I thought about this post a few days ago but as it is now April 1st maybe I should write a ‘joke’ post for April Fools? However, I’m useless of thinking these pranks up – I wonder if it is more of a boy thing. So, I’m afraid that no jokes here except maybe I’m thinking of adding a video at the end… The Monkees – Daydream Believer, in reference to the title. I used to love watching and listening to The Monkees when I was growing up, though I guess it is very uncool to say you like them these days.  Back to being a daydreamer because that is what I am. Even my holistic therapist thinks that and is often trying to ‘ground’ me back down to earth. Not that there is anything wrong with being a daydreamer but sometimes you just need to live in the present and put the silly dreams aside. Especially when many of those dreams are very far-fetched.

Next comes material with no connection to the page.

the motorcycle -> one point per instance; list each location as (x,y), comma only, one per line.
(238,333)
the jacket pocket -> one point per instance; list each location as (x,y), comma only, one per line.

Even with my head in the clouds, this week as been mainly a good week – I’ve been trying to do some mediation (12 minutes, thanks to a free podcast I have found), learning that my fears won’t harm me, realising that there will be good and bad days, taking it easy, enjoying the sunshine. When I am having a good moment then all seems well and I managed to do things outside the house like speaking to folks about volunteering at the local Thames Chase Forestry Commission centre. Then I fill out the form and take it back… which means I’m now committed to this. Now, I’m anxious about starting (once I hear back from them), will I be able to cope with first day nerves and my anxiety? But this will make me get out the house once a week and talk to other people. This can only be good but I’m still scared. And breathe. Mediation and breathing will help. Anxiety has a habit of making you forget to take air in – well, in a normal fashion. One good daydream is to be able to go out without feeling anxious and feel excited to do things. Yes, that is a good daydream and it will happen one day. Happy Friday!